We already mentioned that those threats are really tricky to deal with and this is why, sadly, we can’t promise you full data recovery regardless of what you try. The guide above, especially when combined with the anti-malware tool recommended on this page should be more than enough to help you clean your computer from the infection. However, removing .Pumas is likely not going to directly result in the unlocking of your data. Additional actions need to be taken to achieve that and, unfortunately, there are no surefire universal solutions when it comes to data recovery after a Ransomware attack. As we already mentioned, even paying the money the hackers require doesn’t necessarily mean you will get your files back.
No matter what option you choose to follow, though, removing the cryptovirus is still really important because that will allow you to use your computer in the future without fearing that any of your new files might get locked. Also, remember that you should back up all new data you deem important so that you don’t end up in a similar situation where you are blackmailed for the access to your own files ever again.
Source: Howtoremove.guide’s Remove .Pumas Virus File Ransomware (+File Recovery)
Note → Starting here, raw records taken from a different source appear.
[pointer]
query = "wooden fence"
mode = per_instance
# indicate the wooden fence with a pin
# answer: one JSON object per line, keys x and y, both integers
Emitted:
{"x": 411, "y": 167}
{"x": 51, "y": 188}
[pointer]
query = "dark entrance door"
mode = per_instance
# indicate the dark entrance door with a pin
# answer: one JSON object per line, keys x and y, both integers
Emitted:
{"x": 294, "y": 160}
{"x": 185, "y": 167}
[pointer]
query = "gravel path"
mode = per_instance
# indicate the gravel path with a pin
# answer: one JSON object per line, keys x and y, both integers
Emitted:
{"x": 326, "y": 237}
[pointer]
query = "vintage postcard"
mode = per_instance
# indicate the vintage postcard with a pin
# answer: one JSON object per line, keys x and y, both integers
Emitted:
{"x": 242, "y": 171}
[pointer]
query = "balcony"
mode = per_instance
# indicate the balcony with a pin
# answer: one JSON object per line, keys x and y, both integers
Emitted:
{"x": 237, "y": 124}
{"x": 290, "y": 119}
Remove .Pumas Virus File Ransomware
Prior to starting to execute the steps from the guide, we advise you to either bookmark this page or open it on a separate device since throughout the process of completing the guide, you might need to exit your browser.
1: Using Safe Mode
Before beginning to troubleshoot the issue, you are advised to enter Safe Mode on your PC. If you do not know how to do that, use this guide on how to enter Safe Mode.
2: Spotting the process
Open your Task Manager using the Ctrl + Shift + Esc key combination. Next, go to the processes tab and carefully look through the list for any shady entries. Usually, malicious processes will be consuming large amounts of CPU and RAM and will either have no description or will have a suspicious-looking one.
Once you identify the virus’ process, right-click on it and select Open File Location. Delete everything in the folder that opens if you are sure that the process was malicious. If you are not sure, contact us in the comments.
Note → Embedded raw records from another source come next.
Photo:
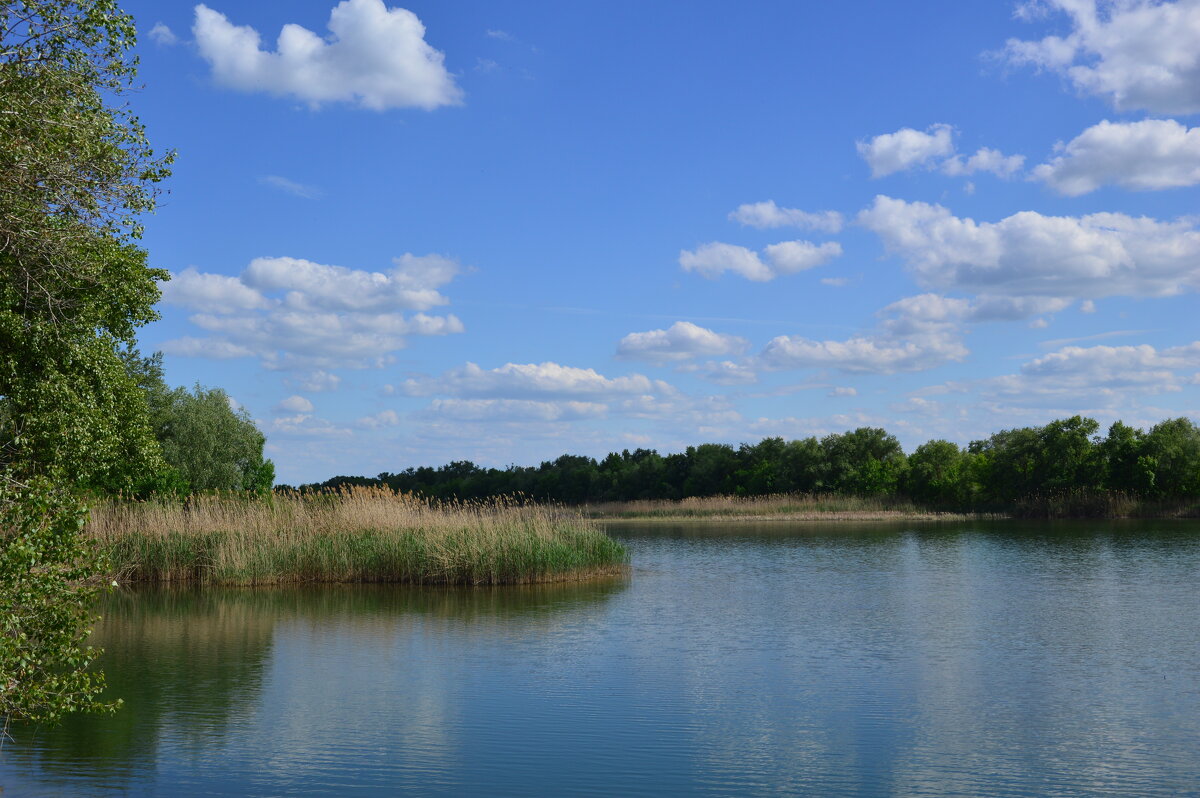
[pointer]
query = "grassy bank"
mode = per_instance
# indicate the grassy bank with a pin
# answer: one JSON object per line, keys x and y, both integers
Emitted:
{"x": 787, "y": 507}
{"x": 349, "y": 535}
{"x": 831, "y": 507}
Go back to the Task Manager and end the potentially harmful process.
3: Hosts file IP’s
Go to your start menu and in the search field, paste the following address: notepad %windir%/system32/Drivers/etc/hosts. Select the first result and look at the bottom of the newly opened notepad file. See if there are any IP’s below “Localhost” and tell us in the comments if there were any IP addresses.
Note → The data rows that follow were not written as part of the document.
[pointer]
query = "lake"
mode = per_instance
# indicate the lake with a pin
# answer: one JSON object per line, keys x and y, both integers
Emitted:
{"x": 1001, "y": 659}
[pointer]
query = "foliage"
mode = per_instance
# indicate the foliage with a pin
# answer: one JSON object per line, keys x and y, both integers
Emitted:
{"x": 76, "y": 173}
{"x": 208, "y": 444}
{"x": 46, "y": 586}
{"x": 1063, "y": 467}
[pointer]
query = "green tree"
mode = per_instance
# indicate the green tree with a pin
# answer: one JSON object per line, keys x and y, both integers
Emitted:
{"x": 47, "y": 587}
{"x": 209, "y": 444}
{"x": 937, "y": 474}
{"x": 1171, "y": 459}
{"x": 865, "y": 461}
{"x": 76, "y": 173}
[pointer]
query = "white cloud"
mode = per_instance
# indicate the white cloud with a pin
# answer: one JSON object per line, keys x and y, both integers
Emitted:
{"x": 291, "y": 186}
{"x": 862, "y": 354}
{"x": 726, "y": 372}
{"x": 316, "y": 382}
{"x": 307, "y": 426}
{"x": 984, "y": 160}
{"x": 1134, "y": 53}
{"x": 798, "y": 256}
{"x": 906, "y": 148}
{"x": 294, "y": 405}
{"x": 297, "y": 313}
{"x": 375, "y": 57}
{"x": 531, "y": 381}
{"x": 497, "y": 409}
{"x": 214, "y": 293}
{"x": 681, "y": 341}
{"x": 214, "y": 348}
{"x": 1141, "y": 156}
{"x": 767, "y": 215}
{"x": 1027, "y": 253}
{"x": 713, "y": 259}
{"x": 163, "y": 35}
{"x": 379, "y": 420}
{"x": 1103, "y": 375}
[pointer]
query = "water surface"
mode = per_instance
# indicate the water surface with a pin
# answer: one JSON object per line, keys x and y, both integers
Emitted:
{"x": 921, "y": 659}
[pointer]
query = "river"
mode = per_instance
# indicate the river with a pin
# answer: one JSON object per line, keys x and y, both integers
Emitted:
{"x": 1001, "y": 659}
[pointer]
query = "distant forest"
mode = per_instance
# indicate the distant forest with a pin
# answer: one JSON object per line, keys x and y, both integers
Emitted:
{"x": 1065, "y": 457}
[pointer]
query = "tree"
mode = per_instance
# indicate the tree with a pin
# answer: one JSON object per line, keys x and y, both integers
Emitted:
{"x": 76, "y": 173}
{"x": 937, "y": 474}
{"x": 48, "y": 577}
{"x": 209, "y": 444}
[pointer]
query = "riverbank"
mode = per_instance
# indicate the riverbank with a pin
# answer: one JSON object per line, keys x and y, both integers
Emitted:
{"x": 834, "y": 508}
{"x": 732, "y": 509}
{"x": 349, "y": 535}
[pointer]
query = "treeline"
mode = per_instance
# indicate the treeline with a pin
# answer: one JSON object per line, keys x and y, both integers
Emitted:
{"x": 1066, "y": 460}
4: System Configuration Startup Programs
Type System Configuration in the Windows search bar and open the first result. Go to the Startup tab and take a look at the list of startup programs (on Windows 10, the Startup programs can be seen in the Startup Section of the Task Manager). If any of them look shady or have unknown manufacturer or a manufacturer with a sketchy name, uncheck those entries and click on OK.
Open the Run window (WinKey + R), type regedit and press Enter. Once the Registry Editor opens, press Ctrl + F and type the name of the virus. Select Find Next and delete whatever gets found that has the virus’ name. Do that with all search results.
6: Deleting potential virus files
Open the Start Menu and separately type each of the following locations: %AppData% %LocalAppData% %ProgramData% %WinDir% %Temp% . Open each of those folders and sort their contents by date. Delete the most recent files and folders. When you open the Temp folder, delete everything in it.